Fonte da imagem: nature.com
Para obter oxigênio do gelo, o robô utiliza os materiais à sua disposição – produz catalisadores a partir de amostras de rochas que encontra nas proximidades. Segundo os cientistas, seriam necessários 2.000 anos para alcançar o mesmo resultado utilizando recursos humanos. O projeto foi desenvolvido por pesquisadores da Universidade de Ciência e Tecnologia da China (Província de Anhui, Hefei). “A principal implicação é que o robô controlado por IA produz produtos químicos sob condições desconhecidas a partir de materiais desconhecidos. Meu sonho é que um dia possamos enviar primeiro alguns robôs à Lua e começar a usar recursos locais para preparar os produtos químicos e materiais necessários para as pessoas”, explicou o professor Jun Jiang, membro da equipe de pesquisa.
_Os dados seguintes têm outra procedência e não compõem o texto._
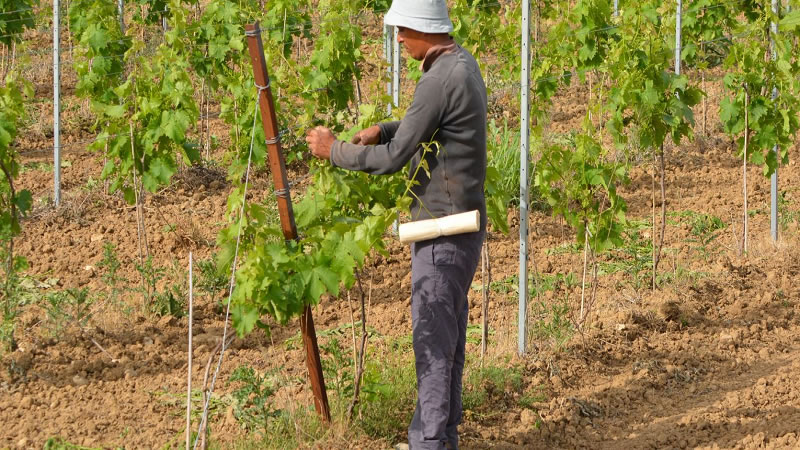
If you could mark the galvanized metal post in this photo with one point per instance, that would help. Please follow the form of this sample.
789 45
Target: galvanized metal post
678 38
121 12
523 176
56 103
388 55
773 217
395 70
Os pesquisadores incumbiram o robô de obter substâncias com as quais seria possível produzir oxigênio a partir de fontes de água identificadas em explorações anteriores de Marte. Como matéria-prima, foram-lhe fornecidas cinco amostras de meteoritos, das quais foi necessário obter um catalisador. Ao longo de seis semanas, o robô analisou 243 conjuntos de dados experimentais e cerca de 30.000 modelos teóricos e sintetizou um catalisador funcional baseado em seis metais a partir de 3.764.376 fórmulas possíveis. Os pesquisadores conduziram o experimento a uma temperatura típica marciana de -37°C. Eles confirmaram que poderiam realizar a operação remotamente – laboratórios semelhantes trabalhavam em três cidades chinesas, a uma distância de várias centenas de quilômetros uma da outra.
Para implementar tal projeto fora das condições de laboratório, vários fatores limitantes terão que ser superados. Em particular, o robô exigirá um poder computacional significativo com alta eficiência, e o hardware precisará ser resistente às condições de alta radiação características da superfície marciana. Por outro lado, o hidrogênio remanescente após a separação do oxigênio da água pode ser usado como combustível.